A spokesman for the Chamber of Commerce has already told me that the Times‘ figure of $21.1 million spent understates the Chamber’s spending total to date by $7 million. That’s still a surprisingly low figure given that the Chamber has pledged to spend $75 million in this campaign. It would leave them with nearly $50 million to get out the door in the election’s final two weeks–which I suppose is theoretically possible but does raise the question of whether the Chamber (and perhaps other groups vying for attention and clout in this cycle) have been inflating their financial punching weight. I’ve asked whether the Chamber is still on track to reach its spending goal and will update if and when I get an answer.

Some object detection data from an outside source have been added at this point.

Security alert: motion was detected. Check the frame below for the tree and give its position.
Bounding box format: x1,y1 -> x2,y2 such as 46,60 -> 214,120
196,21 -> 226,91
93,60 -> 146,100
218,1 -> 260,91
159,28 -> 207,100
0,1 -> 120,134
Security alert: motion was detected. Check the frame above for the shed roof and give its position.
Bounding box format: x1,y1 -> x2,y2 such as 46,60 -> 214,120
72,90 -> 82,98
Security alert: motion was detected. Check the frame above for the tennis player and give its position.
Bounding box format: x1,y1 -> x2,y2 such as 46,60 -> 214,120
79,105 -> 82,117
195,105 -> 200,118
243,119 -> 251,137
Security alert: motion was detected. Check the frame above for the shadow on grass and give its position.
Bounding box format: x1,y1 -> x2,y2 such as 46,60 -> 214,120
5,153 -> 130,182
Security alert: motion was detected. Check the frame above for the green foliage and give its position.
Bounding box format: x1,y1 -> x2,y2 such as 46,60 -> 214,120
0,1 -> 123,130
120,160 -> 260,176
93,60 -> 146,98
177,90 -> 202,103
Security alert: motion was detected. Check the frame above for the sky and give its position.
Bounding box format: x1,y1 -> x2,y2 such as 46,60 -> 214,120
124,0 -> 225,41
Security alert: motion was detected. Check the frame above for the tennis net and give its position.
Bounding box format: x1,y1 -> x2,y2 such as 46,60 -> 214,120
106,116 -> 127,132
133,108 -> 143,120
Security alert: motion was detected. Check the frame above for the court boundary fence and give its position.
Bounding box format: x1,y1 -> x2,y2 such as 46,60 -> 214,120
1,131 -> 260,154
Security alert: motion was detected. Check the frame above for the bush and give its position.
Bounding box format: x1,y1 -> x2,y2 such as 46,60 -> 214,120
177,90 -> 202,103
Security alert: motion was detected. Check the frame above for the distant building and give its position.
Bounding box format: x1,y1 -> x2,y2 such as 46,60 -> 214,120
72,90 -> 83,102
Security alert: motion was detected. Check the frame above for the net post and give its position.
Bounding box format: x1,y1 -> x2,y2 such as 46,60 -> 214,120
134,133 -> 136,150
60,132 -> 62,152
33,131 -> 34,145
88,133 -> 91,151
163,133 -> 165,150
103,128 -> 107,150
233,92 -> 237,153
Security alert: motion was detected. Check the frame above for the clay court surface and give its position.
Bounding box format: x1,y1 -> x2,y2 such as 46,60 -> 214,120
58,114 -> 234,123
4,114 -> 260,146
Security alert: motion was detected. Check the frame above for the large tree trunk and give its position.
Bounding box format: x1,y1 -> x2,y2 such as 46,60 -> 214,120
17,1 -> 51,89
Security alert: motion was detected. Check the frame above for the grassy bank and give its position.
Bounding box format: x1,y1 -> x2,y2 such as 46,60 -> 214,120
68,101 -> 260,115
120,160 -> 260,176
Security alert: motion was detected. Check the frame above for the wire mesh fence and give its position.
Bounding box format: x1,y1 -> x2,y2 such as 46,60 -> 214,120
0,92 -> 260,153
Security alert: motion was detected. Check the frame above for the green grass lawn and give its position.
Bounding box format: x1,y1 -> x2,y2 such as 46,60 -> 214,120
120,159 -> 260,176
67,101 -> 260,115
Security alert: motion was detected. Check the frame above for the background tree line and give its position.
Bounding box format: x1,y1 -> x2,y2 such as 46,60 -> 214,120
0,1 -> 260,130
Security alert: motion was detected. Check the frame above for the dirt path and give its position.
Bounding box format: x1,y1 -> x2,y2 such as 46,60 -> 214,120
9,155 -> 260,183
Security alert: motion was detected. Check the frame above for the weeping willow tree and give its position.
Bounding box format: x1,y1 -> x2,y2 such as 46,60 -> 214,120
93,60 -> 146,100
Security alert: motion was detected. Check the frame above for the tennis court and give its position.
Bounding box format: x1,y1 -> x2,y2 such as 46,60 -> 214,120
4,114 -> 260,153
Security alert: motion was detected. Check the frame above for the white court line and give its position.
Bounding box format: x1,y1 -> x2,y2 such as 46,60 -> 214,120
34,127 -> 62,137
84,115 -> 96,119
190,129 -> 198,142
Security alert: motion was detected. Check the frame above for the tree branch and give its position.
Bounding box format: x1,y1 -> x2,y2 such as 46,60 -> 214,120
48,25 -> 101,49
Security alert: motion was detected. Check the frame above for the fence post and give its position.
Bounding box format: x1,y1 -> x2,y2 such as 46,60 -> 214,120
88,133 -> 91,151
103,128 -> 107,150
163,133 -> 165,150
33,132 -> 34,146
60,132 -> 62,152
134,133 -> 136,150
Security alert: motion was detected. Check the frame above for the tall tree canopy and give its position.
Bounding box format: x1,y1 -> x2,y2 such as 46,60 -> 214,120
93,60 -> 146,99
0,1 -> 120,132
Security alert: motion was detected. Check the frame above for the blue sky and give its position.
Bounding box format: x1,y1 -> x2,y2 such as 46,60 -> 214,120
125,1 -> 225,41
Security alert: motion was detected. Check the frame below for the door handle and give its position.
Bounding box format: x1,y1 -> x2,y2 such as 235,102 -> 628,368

And what about AFSCME? According to the Center for Responsive Politics, the union is the tenth-biggest spender to date, at a little over $10 million. That’s small fraction of the $87.5 million the Journal says AFSCME will have spent by election day. But as Ben Smith notes, such groups only have to report their spending on public communications (like television ads) to the FEC on a regular basis. And unions in particular spend a large chunk of their political budget on so-called member-to-member communications and voter mobilization efforts which don’t have to be disclosed during a campaign.

Overall, then, I would say that the Journal story presents a more accurate picture of who’s spending big money. Throw in another $84 million from other big liberal unions, by the Journal‘s tally, and labor will spend at least $171 million. Which means that Democrats won’t be totally swamped by those conservative groups orchestrated by the likes of Karl Rove, Ed Gillespie and Haley Barbour. (By the Journal‘s tally, the top conservative groups clock in at $130 million–although that doesn’t count Barbour’s Republican Governors Association, which may outspend its Democratic equivalent by tens of millions of dollars in state house races nationwide.)

But there are some important caveats to note here. One is that Democrats say union spending totals can deliver less than meets the eye because so much of it involves member-to-member activity and get-out-the-vote efforts, important priorities to be sure, but not ones that serve the critical battle of the television airwaves. Some Democrats also consider union advertising less helpful than that of other outside groups with a purely partisan agenda because union priorities–say, opposing public employee layoffs–aren’t always an ideal fit for a Democratic candidate in a particular area.

Finally, and most importantly, the real objection of campaign finance reformers about the conservative groups is that they are fueled by anonymous donations. It’s no secret where union money comes from: rank-and-file workers who pay modest annual dues. When you see an AFSCME ad, you know it’s not carrying water for one particular corporation or, say, a Texas housing mogul. When you see a Chamber of Commerce ad, you do know that it represents corporate money. But you don’t know whether it’s the product of 100 donations from mid-sized businesses or, perhaps a lone $5 million check from an energy or insurance company. And that’s the question at the core of the current debate about the avalanche of independent-group spending in this election: Does the public have the right to know where, exactly, the money is coming from?